Humans and Computers
Over
the course of the preceding chapters, I have tried to account for the
differences between human-human and human-computer interaction. Many of these differences, I argued, can be
explained by understanding mixed-initiative discourse as a multi-level process
which uses meta-acts to produce coherence.
In reaching these conclusions (and in applying them), though, we again
face the limits of our knowledge of fundamental aspects of mind. In the case of intention, for example, the
model presented in this dissertation achieves a reasonable level of success by
ascribing intentionality to meta-behaviors.
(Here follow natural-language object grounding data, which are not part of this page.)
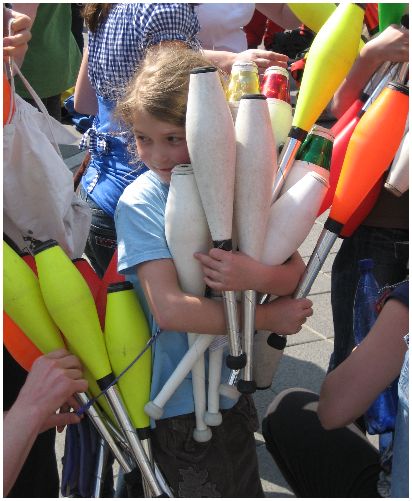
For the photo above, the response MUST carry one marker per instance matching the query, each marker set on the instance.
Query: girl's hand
(286, 315)
(227, 271)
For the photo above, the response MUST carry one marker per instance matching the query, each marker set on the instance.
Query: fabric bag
(39, 202)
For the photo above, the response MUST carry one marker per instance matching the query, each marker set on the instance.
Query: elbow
(166, 319)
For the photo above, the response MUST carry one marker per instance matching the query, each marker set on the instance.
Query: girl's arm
(236, 271)
(85, 100)
(175, 310)
(350, 389)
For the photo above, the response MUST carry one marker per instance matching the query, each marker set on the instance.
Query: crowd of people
(133, 77)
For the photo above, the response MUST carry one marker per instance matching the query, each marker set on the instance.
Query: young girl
(226, 466)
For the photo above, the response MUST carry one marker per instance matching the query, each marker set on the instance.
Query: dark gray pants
(226, 466)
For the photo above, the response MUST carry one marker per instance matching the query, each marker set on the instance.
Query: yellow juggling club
(70, 303)
(126, 335)
(313, 15)
(24, 304)
(329, 60)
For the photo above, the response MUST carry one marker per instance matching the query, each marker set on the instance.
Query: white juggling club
(397, 181)
(211, 143)
(187, 232)
(290, 221)
(255, 172)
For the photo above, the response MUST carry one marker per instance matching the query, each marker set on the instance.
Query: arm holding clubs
(391, 45)
(175, 310)
(53, 380)
(237, 271)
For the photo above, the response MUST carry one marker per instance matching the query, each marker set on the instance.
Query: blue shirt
(140, 226)
(115, 51)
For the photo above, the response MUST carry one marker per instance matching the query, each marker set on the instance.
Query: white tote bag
(39, 202)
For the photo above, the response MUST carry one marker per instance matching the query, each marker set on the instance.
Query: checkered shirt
(119, 43)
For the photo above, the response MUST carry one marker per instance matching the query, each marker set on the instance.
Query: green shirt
(53, 58)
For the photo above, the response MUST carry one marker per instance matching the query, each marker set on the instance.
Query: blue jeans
(102, 240)
(389, 250)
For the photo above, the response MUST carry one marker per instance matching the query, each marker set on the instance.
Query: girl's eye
(174, 139)
(142, 139)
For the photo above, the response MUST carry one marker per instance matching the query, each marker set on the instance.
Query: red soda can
(275, 83)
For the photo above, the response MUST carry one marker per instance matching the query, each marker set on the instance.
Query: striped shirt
(120, 42)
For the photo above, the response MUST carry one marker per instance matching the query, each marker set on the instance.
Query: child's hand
(286, 315)
(227, 271)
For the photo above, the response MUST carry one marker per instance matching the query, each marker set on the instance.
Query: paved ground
(305, 359)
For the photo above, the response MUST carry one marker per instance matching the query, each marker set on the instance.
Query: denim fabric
(400, 465)
(318, 463)
(389, 250)
(102, 240)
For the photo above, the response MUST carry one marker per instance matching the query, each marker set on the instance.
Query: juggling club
(74, 311)
(329, 60)
(211, 143)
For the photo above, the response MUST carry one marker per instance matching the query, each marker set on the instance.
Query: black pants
(316, 462)
(226, 466)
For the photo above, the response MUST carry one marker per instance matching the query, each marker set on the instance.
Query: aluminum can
(275, 83)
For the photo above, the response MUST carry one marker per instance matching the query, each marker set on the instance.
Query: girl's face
(160, 145)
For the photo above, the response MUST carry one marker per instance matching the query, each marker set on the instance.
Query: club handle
(323, 246)
(246, 384)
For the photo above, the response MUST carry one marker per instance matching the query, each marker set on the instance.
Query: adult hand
(16, 44)
(286, 316)
(391, 45)
(50, 385)
(262, 58)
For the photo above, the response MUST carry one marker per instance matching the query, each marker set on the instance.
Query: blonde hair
(160, 87)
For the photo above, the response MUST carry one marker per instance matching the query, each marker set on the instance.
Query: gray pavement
(305, 358)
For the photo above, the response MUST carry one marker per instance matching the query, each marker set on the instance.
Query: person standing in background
(53, 59)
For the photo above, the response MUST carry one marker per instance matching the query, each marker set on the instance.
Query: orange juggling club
(342, 139)
(329, 60)
(70, 303)
(18, 344)
(371, 149)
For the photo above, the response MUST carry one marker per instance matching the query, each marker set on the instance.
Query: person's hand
(390, 45)
(285, 315)
(227, 271)
(262, 58)
(16, 45)
(50, 385)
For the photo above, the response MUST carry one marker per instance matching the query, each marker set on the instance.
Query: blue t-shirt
(140, 227)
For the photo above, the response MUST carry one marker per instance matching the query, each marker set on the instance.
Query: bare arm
(280, 14)
(350, 389)
(85, 100)
(30, 9)
(54, 378)
(175, 310)
(237, 271)
(263, 58)
(391, 45)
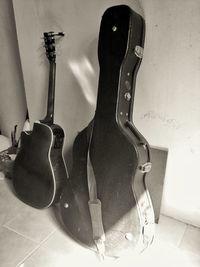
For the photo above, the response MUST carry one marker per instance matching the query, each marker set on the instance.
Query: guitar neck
(49, 119)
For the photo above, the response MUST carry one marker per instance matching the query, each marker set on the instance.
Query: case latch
(146, 167)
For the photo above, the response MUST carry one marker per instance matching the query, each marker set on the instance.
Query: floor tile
(32, 223)
(60, 250)
(191, 240)
(13, 248)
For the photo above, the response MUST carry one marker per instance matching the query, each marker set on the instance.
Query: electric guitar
(106, 204)
(39, 168)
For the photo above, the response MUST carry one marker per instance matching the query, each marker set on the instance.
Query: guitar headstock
(49, 40)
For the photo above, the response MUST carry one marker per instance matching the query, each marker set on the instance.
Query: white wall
(12, 95)
(167, 109)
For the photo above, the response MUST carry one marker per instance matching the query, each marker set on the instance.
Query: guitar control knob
(127, 96)
(139, 51)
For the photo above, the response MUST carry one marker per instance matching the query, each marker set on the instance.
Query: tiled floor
(33, 238)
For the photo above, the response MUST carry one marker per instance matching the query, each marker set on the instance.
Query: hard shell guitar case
(106, 204)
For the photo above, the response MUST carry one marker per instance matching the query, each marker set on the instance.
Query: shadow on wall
(12, 93)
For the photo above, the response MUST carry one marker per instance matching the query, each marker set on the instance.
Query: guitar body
(119, 154)
(39, 168)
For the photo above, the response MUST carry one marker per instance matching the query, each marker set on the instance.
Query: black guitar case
(112, 149)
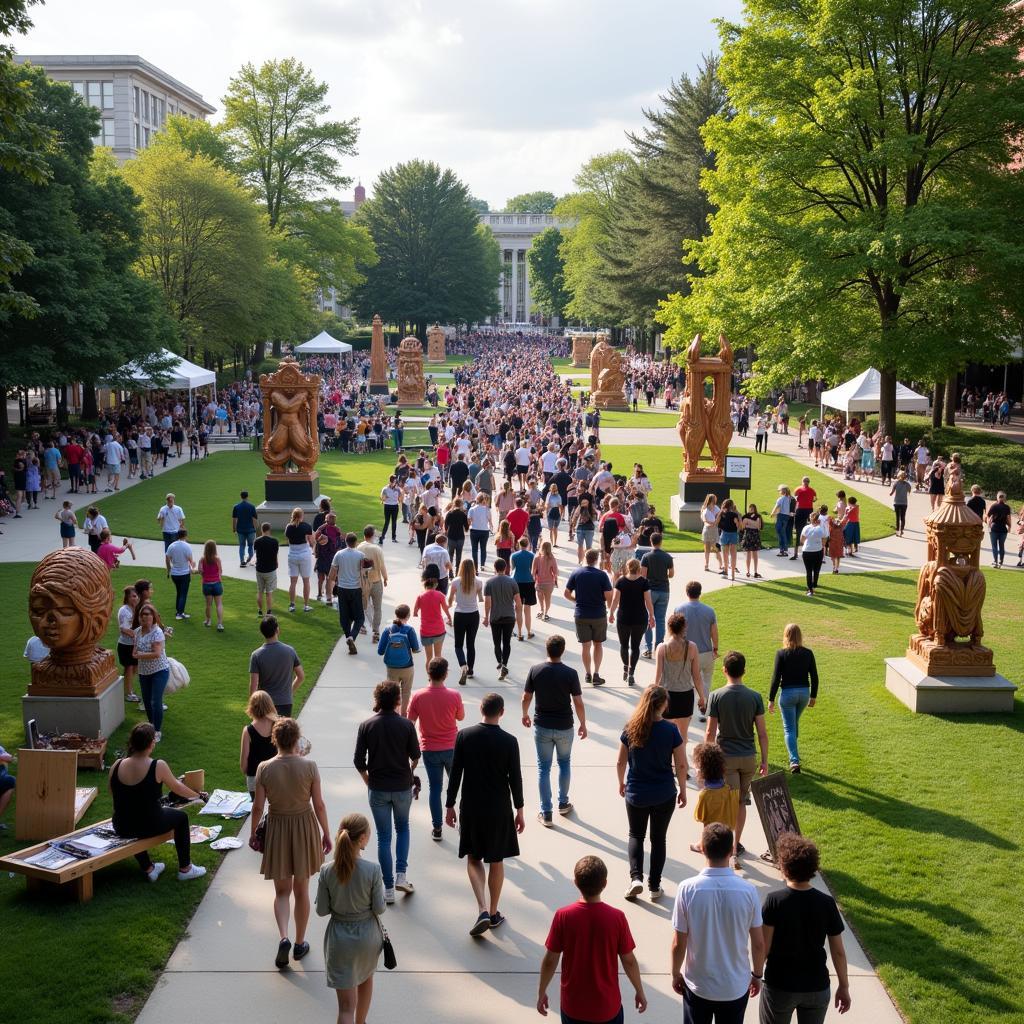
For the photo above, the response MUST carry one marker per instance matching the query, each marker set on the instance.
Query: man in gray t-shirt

The upper levels of the conversational process rely on fairly diffuse
intentions which are then translated into smaller and more specific
intentions. In this process, planning is
not used (although it might be useful in generating the high-level intentions);
rather, the intentional acts set up expectations which are taken into account
as part of the conversational context for later action. But as I discussed in Chapter III, the limits
of this approach are near. It may be
that intention itself is not a useful concept for inducing action. Suchman (1987) suggested that plans are a post-hoc
rationalization of the organization of behavior rather than the mechanism which
produces it. How can we exclude, then,
the possibility that intention itself is not simply a post-hoc rationalization
of the causes of behavior rather than the mechanism which leads to it? The problem, though, is that at this point we
simply do not have an alternative theory of action. If not for intention, how else--or why
else--would people do things?
Another
fundamental limit arises out of what we perceive to be mixed-initiative
interaction. In this dissertation, I
have attempted to explicate mixed-initiative discourse through meta-acts. But if these acts are all co-temporally
related behaviors at different conversational levels, the problem of mixing
initiative also may arise at the meta-locutionary levels. I have suggested that the “lower” levels of
conversational interaction represent a set of base cases for this recursion,
but this cannot be concluded with confidence absent further research.
Yet
even if we are reaching limits of knowledge, I hope that these limits are
better defined and better illuminated as the result of this work. In the issues which I discussed in this work,
the fundamentals come down to the fact that research into human-computer
interaction must tell us more about what it means to be a human being, what it
means to be a computer, and what it means to interact.